# Lecture Plan

1. Vertex AI: Pipelines

### Vertex AI: Pipelines


- Vertex AI Pipeline is a product to run pipelines serverless.
- Vertex AI Pipelines supports Kubeflow and TFX(Tensorflow Extended) pipelines.
- Vertex AI kubeflow pipelines reduce the effort of maintaining and managing a kubernetes cluster.

### Kubeflow pipelines

- Kubeflow is a ML toolkit for deployment of ML workflows on kubernetes.
- A pipeline in ML Workflow.

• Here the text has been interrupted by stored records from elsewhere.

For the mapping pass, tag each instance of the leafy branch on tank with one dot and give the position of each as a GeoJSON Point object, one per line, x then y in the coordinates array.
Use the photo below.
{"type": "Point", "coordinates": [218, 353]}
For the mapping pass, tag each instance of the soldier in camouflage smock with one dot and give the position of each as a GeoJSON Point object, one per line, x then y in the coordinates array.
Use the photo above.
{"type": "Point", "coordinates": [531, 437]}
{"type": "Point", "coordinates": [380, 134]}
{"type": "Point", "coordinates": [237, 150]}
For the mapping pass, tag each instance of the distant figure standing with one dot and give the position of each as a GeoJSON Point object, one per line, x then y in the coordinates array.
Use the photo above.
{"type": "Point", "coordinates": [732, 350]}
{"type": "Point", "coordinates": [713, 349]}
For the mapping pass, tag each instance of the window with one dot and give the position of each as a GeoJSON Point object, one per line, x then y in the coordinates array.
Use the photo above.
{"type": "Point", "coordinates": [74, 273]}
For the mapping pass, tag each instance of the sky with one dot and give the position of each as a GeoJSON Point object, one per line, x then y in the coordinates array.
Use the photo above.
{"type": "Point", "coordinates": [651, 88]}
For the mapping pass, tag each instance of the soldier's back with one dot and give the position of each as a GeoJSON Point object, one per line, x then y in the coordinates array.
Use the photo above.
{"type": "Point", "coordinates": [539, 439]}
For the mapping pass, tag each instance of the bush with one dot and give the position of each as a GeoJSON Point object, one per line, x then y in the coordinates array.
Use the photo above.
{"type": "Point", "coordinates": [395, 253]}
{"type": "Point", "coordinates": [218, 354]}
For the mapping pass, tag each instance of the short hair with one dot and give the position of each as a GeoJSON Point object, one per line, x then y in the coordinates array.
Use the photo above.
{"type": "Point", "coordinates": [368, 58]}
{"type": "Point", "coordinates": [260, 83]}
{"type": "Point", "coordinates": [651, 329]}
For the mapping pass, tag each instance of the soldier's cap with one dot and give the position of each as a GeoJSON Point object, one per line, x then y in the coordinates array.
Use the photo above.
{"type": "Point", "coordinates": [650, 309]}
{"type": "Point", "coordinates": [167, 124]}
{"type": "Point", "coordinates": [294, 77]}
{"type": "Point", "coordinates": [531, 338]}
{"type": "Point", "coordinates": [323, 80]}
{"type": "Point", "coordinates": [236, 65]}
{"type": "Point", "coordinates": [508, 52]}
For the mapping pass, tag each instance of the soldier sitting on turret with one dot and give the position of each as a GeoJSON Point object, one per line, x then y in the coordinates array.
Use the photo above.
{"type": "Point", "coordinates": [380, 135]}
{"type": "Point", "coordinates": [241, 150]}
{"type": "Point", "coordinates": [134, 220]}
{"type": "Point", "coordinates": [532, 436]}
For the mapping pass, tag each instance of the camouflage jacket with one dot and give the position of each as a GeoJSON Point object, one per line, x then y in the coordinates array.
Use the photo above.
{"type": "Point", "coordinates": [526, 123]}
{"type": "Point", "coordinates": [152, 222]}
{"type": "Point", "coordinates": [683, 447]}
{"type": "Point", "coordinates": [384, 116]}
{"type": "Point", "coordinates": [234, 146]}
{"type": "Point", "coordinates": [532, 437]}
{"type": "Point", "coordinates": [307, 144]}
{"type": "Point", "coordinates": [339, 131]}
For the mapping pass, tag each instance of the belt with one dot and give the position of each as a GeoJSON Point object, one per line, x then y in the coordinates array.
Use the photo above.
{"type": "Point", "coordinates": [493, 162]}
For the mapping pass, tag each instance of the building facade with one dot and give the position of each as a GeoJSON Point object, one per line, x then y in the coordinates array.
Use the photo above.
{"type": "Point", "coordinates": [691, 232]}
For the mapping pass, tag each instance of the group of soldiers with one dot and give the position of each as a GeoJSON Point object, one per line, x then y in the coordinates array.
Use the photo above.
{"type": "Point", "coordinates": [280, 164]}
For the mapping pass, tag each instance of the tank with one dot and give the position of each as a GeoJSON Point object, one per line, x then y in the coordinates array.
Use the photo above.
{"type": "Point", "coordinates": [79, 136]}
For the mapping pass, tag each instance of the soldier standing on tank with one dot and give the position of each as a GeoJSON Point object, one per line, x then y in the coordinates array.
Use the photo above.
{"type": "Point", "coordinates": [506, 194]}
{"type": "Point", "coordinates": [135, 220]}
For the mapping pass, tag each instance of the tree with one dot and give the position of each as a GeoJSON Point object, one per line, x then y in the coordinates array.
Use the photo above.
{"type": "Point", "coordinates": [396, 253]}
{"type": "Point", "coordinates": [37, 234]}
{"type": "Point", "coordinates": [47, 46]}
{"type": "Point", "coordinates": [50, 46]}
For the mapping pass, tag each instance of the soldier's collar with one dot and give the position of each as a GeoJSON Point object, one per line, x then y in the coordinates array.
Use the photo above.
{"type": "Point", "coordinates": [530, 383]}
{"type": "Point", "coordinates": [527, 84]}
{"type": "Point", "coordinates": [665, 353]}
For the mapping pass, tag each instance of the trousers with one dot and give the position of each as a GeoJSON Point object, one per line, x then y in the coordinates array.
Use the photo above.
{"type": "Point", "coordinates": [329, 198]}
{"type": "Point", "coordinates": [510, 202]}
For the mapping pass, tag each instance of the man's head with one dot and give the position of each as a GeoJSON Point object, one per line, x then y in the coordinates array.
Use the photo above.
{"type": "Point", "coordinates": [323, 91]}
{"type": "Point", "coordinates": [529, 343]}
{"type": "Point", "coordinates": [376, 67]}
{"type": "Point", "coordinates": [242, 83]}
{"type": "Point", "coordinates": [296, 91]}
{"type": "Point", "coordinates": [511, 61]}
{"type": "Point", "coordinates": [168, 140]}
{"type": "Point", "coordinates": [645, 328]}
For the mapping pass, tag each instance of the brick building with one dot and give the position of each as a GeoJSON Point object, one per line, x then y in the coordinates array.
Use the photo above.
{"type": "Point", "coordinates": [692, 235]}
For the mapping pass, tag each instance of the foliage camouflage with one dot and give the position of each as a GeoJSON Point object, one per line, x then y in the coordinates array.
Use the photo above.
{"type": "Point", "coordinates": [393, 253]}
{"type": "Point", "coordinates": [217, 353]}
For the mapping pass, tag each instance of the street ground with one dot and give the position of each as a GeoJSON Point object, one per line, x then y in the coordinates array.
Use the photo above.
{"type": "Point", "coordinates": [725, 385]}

Components in workflow are combined to form a graph.


#### Components

- a pipeline component is a self -contained code packaged as a docker image.
- component is a single step in pipeline. one component does one specific task.
- components are of two types, function based and container based components.
- parameters are used to pass data between pipelines(component input and output).
- artifacts serve the same purpose but they are used for large or complex data like datasets and model etc.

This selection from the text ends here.